L’esperienza con Olvid è più o meno tutta qui, a meno che non si scelga di pagare: la versione gratuita permette di mandare e ricevere messaggi con allegati, creare gruppi e anche di ricevere chiamate ma non di effettuarle. Per poterlo fare, e anche per poter usare l’app su più dispositivi, è necessario abbonarsi al piano da 4,99 euro al mese. Che è una cosa che non abbiamo fatto, anche perché non sapevamo onestamente con chi provarle, queste chiamate crittografate.
Non è solo un problema di scarse interazioni sociali, ma è soprattutto un problema di sicurezza: come noto, la solidità di un’app di messaggistica si dimostra anche nell’uso quotidiano e nel numero di utenti che la utilizzano e possono aiutare gli sviluppatori a scoprire eventuali falle. E Olvid, come scritto una decina di giorni fa pure su Le Monde, è ancora troppo poco diffusa per essere ritenuta sufficientemente sicura dagli esperti di cybersecurity. O almeno sicura come Signal, WhatsApp e Telegram.
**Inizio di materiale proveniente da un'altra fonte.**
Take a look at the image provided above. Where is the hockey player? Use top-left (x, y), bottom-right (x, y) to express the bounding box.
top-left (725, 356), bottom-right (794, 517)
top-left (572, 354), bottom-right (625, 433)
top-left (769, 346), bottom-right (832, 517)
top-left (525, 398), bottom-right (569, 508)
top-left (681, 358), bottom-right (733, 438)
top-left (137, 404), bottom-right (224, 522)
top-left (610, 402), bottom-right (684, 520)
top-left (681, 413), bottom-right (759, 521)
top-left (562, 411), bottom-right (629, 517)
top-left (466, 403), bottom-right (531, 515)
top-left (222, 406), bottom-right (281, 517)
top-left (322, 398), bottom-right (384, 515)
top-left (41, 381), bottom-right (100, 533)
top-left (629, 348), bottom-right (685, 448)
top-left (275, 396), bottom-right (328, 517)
Che è poi quello che ha fatto ovviamente notare Meredith Whittaker, presidente di Signal, su Twitter: “Mi preoccupa che la premier francese parli di problemi di sicurezza in Signal per giustificare l’adozione di Olvid – ha scritto – Non c’è alcuna prova che sostenga questa tesi, che è pericolosamente fuorviante soprattutto perché arriva da un governo”.